Tuesday, February 19, 2008

The Powers of Inversion


Hello and thanks for coming. I hope you wiped your feet, as we keep it very clean in here. This is a serious place for serious business, and serious business means cleanliness at all times. We don't have carpet yet, but we're working on it. This is still in the early renovations process. Did you see what the floors looked like before this? Good lord, what a travesty. It was like the basement of a Myspace dungeon here. Ten-year-old gifs gathering dust in the corner, wallpaper peeling so bad I had to reboot my Windows 95 just to see what the picture was.

At any rate, we're sitting at a bar right now at happy hour, which doesn't seem like a major occurrence for you, but I have to admit it's a rarity to actually get out in time to soak in this $2 beer frenzy on an average week day. This is part of the schedule newsrooms work on -- late nights, crunching deadlines and always something lingering to be attended to that makes it hard to peel the hands away from the computer at the end of the day. So the concept of walking out of the building at 5 p.m. every day seems as ridiculous as if I told you they had installed a waterslide at the Merrill Lynch headquarters (They didn't. It was a Moonbounce, I think).

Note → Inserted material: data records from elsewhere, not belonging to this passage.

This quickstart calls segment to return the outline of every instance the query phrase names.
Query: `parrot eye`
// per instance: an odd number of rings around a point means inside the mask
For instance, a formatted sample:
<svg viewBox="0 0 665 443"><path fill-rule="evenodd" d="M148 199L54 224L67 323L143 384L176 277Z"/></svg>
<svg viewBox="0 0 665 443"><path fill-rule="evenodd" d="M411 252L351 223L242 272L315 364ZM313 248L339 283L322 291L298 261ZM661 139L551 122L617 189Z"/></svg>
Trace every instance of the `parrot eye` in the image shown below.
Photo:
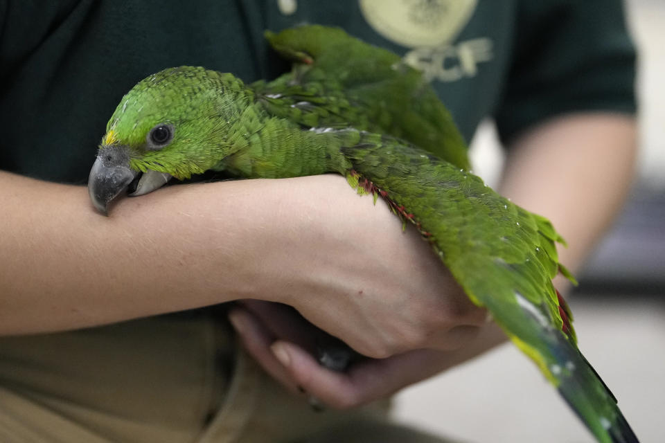
<svg viewBox="0 0 665 443"><path fill-rule="evenodd" d="M173 127L170 125L157 125L150 129L148 138L148 145L150 149L159 149L173 138Z"/></svg>

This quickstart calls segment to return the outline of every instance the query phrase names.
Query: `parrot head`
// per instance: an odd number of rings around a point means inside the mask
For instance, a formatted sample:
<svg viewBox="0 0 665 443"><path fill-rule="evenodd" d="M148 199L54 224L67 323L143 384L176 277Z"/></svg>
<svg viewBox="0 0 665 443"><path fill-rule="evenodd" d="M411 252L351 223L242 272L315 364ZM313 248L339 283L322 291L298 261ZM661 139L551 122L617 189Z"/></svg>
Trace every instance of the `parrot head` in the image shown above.
<svg viewBox="0 0 665 443"><path fill-rule="evenodd" d="M238 102L249 100L244 91L232 75L200 67L170 68L139 82L109 120L90 170L94 206L106 215L125 190L147 194L217 164L232 150L229 129Z"/></svg>

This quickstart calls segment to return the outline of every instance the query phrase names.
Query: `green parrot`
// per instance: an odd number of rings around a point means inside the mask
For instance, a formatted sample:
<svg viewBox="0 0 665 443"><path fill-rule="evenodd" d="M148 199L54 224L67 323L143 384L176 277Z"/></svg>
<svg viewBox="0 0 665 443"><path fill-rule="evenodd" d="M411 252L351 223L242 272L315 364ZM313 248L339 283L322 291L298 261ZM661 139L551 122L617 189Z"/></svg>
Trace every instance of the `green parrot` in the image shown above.
<svg viewBox="0 0 665 443"><path fill-rule="evenodd" d="M637 442L617 400L578 349L552 284L551 223L470 171L453 119L417 71L337 28L301 26L268 40L291 72L247 86L202 67L165 69L122 99L88 188L107 214L206 171L243 178L337 172L413 224L470 299L486 307L602 443Z"/></svg>

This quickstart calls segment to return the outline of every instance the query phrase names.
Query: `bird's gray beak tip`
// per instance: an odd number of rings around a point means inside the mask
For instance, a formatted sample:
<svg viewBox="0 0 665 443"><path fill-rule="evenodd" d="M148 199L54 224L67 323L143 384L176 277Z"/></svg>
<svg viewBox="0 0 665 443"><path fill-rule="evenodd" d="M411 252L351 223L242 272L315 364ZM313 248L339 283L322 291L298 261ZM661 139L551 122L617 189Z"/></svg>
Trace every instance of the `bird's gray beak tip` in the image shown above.
<svg viewBox="0 0 665 443"><path fill-rule="evenodd" d="M105 146L100 149L88 177L88 192L97 210L109 215L111 201L124 191L136 197L152 192L163 186L172 176L147 170L139 172L130 168L126 147Z"/></svg>

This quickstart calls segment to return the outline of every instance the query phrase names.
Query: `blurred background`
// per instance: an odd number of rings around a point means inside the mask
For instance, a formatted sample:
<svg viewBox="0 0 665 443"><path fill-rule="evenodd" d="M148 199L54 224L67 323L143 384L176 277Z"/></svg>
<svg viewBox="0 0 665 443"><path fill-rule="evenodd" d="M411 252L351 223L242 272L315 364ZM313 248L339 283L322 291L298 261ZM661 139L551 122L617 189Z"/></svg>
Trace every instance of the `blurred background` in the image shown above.
<svg viewBox="0 0 665 443"><path fill-rule="evenodd" d="M649 443L665 442L665 1L626 5L640 50L638 178L579 276L570 304L580 349L642 443ZM502 157L490 123L479 130L472 153L475 171L496 183ZM396 415L459 442L593 441L535 367L510 345L402 391Z"/></svg>

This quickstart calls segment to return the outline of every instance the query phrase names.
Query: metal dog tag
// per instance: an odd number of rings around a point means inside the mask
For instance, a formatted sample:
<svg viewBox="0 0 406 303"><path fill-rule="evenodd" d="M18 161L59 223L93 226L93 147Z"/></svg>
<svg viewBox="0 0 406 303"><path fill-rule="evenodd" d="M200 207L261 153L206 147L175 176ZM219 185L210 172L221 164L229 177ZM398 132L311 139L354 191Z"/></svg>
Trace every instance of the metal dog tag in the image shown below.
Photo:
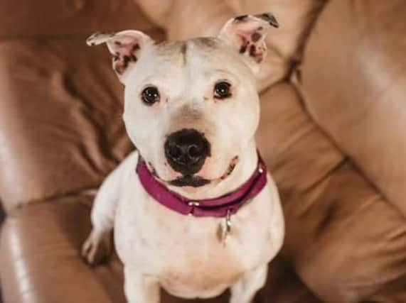
<svg viewBox="0 0 406 303"><path fill-rule="evenodd" d="M223 226L223 243L225 245L227 238L231 232L231 210L227 211L227 216Z"/></svg>

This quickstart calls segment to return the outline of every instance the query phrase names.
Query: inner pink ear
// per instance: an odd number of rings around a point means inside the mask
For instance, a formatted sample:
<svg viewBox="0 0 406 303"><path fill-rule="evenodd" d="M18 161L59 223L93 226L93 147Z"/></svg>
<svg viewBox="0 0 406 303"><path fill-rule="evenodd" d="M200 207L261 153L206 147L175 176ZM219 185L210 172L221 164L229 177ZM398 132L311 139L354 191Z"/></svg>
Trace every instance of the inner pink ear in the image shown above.
<svg viewBox="0 0 406 303"><path fill-rule="evenodd" d="M130 63L137 61L137 52L139 44L132 37L113 38L109 46L113 57L113 67L116 72L122 75Z"/></svg>
<svg viewBox="0 0 406 303"><path fill-rule="evenodd" d="M254 27L237 26L235 33L240 41L240 53L247 54L257 63L262 61L267 50L263 27L260 25Z"/></svg>

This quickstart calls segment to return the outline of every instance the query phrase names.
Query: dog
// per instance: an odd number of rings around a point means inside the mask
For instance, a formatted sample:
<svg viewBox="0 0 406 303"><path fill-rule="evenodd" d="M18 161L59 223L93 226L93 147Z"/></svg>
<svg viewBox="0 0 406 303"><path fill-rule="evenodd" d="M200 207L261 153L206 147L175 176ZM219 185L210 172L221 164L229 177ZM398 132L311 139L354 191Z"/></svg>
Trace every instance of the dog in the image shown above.
<svg viewBox="0 0 406 303"><path fill-rule="evenodd" d="M95 197L82 254L97 262L114 227L130 303L182 298L249 303L282 245L277 187L257 150L255 75L271 13L229 20L216 37L155 43L137 31L96 33L124 84L137 147Z"/></svg>

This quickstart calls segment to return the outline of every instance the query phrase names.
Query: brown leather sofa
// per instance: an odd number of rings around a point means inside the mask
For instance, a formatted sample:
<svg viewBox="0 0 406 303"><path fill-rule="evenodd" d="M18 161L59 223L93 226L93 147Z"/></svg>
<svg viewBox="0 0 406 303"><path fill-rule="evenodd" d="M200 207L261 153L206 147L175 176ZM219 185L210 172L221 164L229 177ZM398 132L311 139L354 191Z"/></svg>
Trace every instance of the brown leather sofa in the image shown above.
<svg viewBox="0 0 406 303"><path fill-rule="evenodd" d="M79 256L95 191L133 148L109 55L85 38L180 39L267 11L281 27L267 40L257 139L287 236L255 302L406 302L405 1L4 0L4 302L125 302L117 257L90 268Z"/></svg>

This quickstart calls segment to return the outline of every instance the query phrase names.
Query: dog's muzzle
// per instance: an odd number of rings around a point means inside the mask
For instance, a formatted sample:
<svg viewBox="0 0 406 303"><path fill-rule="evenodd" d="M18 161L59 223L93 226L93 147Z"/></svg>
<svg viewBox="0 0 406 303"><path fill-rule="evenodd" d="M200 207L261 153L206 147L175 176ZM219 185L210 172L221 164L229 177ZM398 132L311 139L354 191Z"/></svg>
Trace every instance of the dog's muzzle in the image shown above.
<svg viewBox="0 0 406 303"><path fill-rule="evenodd" d="M210 155L209 142L202 133L185 128L172 133L165 142L165 157L171 167L183 175L191 176L202 167Z"/></svg>

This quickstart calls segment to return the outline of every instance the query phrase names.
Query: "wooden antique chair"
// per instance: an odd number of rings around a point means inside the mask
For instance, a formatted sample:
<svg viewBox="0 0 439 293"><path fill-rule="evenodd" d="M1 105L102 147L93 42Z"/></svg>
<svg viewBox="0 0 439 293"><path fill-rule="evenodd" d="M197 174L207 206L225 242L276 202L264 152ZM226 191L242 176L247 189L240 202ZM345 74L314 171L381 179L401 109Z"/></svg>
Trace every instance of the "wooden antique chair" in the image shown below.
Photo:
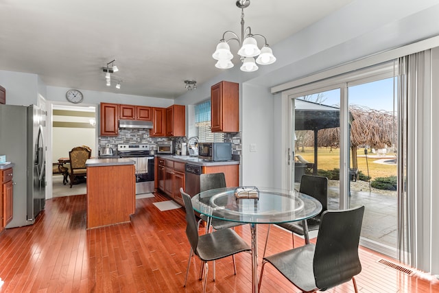
<svg viewBox="0 0 439 293"><path fill-rule="evenodd" d="M71 188L75 181L75 178L78 176L86 176L87 169L85 162L90 159L91 151L89 148L82 146L73 148L69 152L70 159L70 188Z"/></svg>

Which is funny of course because journalists are some of the hardest drinking people I know, and some of the people who deserve it most at the end of many days, just from the sheer amount of obscure complaints from septagenarians who think its somehow my responsibility their newspaper was wet this morning (it isn't). And since we can't make it to happy hour, we have to pay full price for our liquor, which again isn't fair since — and this is a fact you probably didn't know — journalists are actually only paid in biweekly satchels of shiny glass beads, only redeemable for buffalo hamburgers at the Solstice Native American Reservation outside Akron, Ohio.

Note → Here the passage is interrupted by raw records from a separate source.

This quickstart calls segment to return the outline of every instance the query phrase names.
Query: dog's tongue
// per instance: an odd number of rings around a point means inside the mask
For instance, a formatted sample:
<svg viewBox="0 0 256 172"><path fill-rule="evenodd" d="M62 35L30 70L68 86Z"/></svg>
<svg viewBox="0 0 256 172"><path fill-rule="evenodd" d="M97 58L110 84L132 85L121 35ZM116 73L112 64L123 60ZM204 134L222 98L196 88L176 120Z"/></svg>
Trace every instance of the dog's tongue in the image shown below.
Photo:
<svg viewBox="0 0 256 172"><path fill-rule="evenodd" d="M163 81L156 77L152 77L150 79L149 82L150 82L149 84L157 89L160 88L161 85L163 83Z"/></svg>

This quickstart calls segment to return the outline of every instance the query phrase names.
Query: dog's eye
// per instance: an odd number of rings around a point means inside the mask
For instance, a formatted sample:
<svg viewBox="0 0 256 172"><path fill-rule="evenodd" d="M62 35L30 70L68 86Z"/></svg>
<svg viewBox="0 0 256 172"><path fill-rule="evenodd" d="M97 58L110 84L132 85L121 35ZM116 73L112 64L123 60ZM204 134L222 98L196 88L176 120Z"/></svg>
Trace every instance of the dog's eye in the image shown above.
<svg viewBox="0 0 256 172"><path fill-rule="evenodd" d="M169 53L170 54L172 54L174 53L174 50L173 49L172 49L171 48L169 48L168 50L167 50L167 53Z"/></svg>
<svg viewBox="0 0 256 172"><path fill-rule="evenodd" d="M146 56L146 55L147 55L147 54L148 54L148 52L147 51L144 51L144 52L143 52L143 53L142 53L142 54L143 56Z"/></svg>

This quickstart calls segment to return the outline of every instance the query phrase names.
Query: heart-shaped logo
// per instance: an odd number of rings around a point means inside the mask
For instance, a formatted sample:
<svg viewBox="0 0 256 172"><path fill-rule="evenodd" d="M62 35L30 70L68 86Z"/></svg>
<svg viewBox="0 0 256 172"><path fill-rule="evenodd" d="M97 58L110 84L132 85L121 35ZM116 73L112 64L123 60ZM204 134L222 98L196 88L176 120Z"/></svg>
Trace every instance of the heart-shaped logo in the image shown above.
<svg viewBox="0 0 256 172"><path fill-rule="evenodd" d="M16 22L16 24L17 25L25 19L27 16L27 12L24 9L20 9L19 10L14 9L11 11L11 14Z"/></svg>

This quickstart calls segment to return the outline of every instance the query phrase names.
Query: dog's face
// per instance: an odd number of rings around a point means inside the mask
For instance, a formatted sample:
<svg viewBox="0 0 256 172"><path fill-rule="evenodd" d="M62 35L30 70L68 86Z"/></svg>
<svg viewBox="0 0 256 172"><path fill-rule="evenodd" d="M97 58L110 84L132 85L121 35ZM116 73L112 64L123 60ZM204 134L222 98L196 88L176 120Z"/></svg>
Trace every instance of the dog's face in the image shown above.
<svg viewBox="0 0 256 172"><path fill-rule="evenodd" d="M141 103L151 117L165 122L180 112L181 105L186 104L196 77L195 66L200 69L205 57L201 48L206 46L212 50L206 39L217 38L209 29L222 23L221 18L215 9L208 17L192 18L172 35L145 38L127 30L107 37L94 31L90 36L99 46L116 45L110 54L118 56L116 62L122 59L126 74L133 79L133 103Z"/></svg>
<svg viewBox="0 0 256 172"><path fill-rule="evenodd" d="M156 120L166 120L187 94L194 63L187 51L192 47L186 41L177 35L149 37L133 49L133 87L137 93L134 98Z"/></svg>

But then of course the bartender here, an attractive young woman maybe 30 currently smothering under the undue attention from the sports jacket wearing businessmen lining this place, just said she doesn't have health insurance so she hopes she's not getting sick. So at least we have that going.

Which leads me to the point of this posting, which if you haven't noticed is the moment I've lost my blogging virginity. And it's to you! How nice! Um, so ... do you want to get some breakfast or something? Oh, ok, well you have my number, so maybe I'll see you around sometime.

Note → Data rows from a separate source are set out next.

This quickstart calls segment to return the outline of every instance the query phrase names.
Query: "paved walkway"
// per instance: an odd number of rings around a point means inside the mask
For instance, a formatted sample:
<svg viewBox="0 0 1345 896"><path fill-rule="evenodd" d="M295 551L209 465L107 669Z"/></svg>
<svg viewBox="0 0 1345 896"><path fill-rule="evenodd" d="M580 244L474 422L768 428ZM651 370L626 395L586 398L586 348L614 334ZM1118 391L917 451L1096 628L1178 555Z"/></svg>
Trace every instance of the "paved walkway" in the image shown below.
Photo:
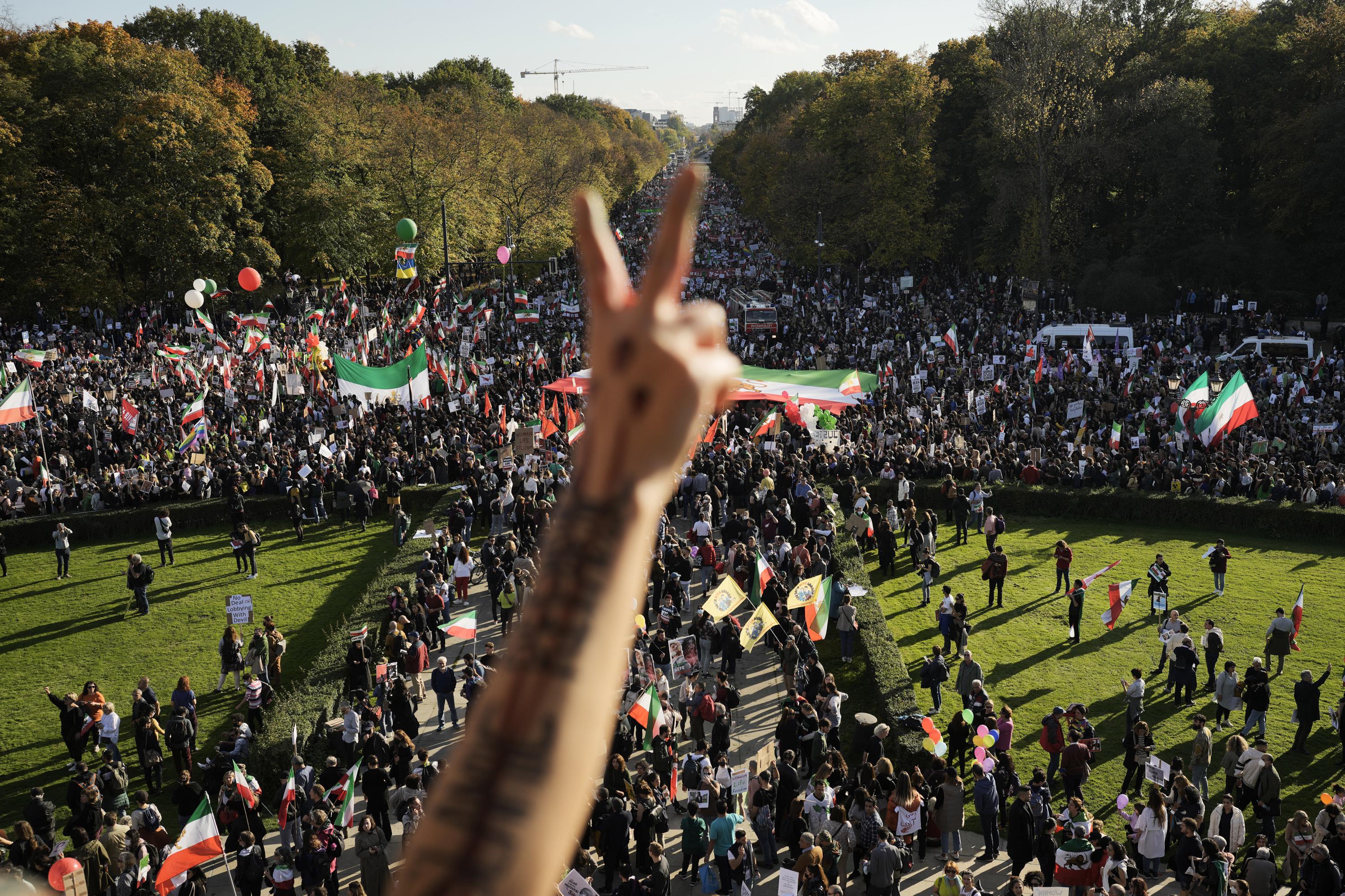
<svg viewBox="0 0 1345 896"><path fill-rule="evenodd" d="M695 591L697 595L699 595L699 588L697 588ZM477 645L484 646L487 641L494 641L498 649L500 649L502 652L507 650L508 645L507 641L503 638L503 635L500 635L499 626L490 621L490 598L484 586L473 588L469 598L472 606L475 606L477 610L477 625L480 626L477 631ZM693 606L698 604L699 599L697 596L695 599L693 599ZM457 613L460 613L460 610ZM740 618L745 618L746 615L748 614L745 613L740 614ZM460 639L451 639L443 656L447 656L449 660L452 660L459 656L459 652L463 650L463 647L464 642L461 642ZM437 652L430 653L432 665L438 658L438 656L441 654ZM734 768L746 768L748 760L756 758L759 759L759 767L764 768L767 764L769 764L769 759L773 756L775 724L779 720L780 701L784 699L784 686L783 686L783 680L779 674L779 664L776 661L775 652L767 647L765 645L760 645L753 653L744 657L744 660L738 662L737 684L742 693L742 704L738 707L736 712L730 764ZM436 711L434 711L436 701L433 699L432 692L428 692L428 695L429 699L421 704L418 712L421 720L421 735L417 739L417 744L428 750L430 756L438 760L440 766L443 767L447 762L451 760L452 748L460 739L461 729L453 729L452 727L448 727L445 728L445 731L436 731L436 724L437 724ZM459 707L461 708L461 701L459 701ZM845 724L847 725L853 724L849 716L845 719ZM681 744L679 759L686 756L687 748L689 744L683 740ZM639 755L640 751L632 755L632 762ZM321 763L325 760L325 756L313 755L313 756L305 756L305 759L308 759L311 764L320 768ZM272 805L276 801L276 795L277 794L274 793L268 793L264 794L264 799L268 805ZM436 798L436 795L432 794L430 798L433 799ZM682 791L681 794L678 794L678 799L679 802L685 802L686 793ZM358 799L355 809L358 817L363 811L363 798ZM677 875L678 869L682 865L681 830L678 827L682 817L683 815L678 815L675 813L670 814L668 817L670 830L663 837L666 857L668 861L668 866L671 868L674 875ZM393 827L394 827L394 837L389 849L389 858L391 860L393 875L395 877L397 875L401 873L402 825L399 821L394 821ZM746 829L748 829L748 837L755 841L756 836L752 833L751 825L746 825ZM565 836L572 836L572 833L566 832ZM273 856L276 848L280 845L280 834L269 833L264 840L264 845L266 848L268 857ZM342 854L339 862L339 873L343 887L351 880L359 880L359 860L352 854L354 836L347 838L346 848L347 849ZM974 861L975 856L978 856L981 852L982 852L981 834L964 830L962 834L962 854L964 858L960 862L960 866L962 868L970 866L976 873L981 881L981 887L985 892L998 892L1003 888L1005 881L1009 877L1010 865L1006 853L1001 853L1005 857L994 862ZM933 884L937 880L942 869L942 864L937 862L937 854L939 850L935 848L927 852L924 861L919 860L916 861L915 868L901 881L902 893L924 895L933 891ZM787 858L787 853L784 852L783 845L780 850L780 857ZM230 857L230 865L231 862L233 857ZM1033 861L1026 866L1025 870L1033 870L1036 868L1037 862ZM207 889L208 896L226 896L226 895L233 896L230 884L223 875L222 861L217 860L211 862L207 866L207 875L208 875L208 889ZM604 877L603 872L600 870L596 883L601 884L603 877ZM779 875L775 870L771 870L761 881L759 881L753 887L753 892L773 896L777 892L779 887L777 877ZM845 887L846 893L854 893L862 896L865 889L862 879L855 877L843 881L842 884ZM1151 893L1157 892L1165 896L1177 893L1177 889L1178 889L1177 884L1171 877L1165 877L1159 881L1151 881L1149 887L1149 891ZM681 881L677 877L674 877L672 896L683 896L689 893L699 893L699 883Z"/></svg>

The point is, there's a ubiquitous sense among journalists, particularly us young and foolishly optimistic bunch.

(I have to interupt here and explain that the main in the pink shirt sitting next to me just drunkenly asked me exactly what I was looking for "on that internet?" I told him I didn't exaclty know; what's anybody looking for out on the internet, I asked?
Joe — that's his name — said I type too fast. "You need to slow down. You can't always move forward. You won't catch anything by moving forward. It will fucking find you. It will FUCKING FIND YOU." Now he's hollering at girls 40 years younger than him who just walked past. Happy hour is fantastic!)

As I was saying, there is a ubiquitous sense among us that our talents are being aggregiously underappreciated in the very sphere they are most suited for. It is not that the jouralism industry is dying (it's coughing up blood, but not dying yet) or even that newspapers are dying (they are). But it's the radically maddening feeling of watching a rocket ship launch from the back of a steam-powered train but being onboard neither. So here we stand, a backpack full of training in the old ways and a head full of instincts about the new but being neither asked nor relied upon for our opinion on either.

And all I can think to do is sit at a bar after escaping the newsroom a few hours early and hack away in digital bits while a man named Joe slaps my back and tells me I'm a good kid while asking the bartender a half dozen times which receipt to sign.

I don't really want to be in the happy hour crowd, bookmarking my workday with a buffett of beer and rote recitations. That's where this comes in — welcome to my stopgap outlet, the placeholder until somethiing new emerges. It's a big gap — a really do hope you wiped your feet. We need to keep it clean in here people.


(Moments after I posted this, another guy standing next to me just refered to my newspaper as a "rag," then railed against illegal immigrants and how we need to be worried about the future of our young people. "Just like this young guy here, how old are you?" I told him my future was OK. "Well, you must have a rich daddy or something." No, actually. My Dad's dead, but I didn't say that. Then he went on about how we should be shooting first and asking questions later. Yikes.com.)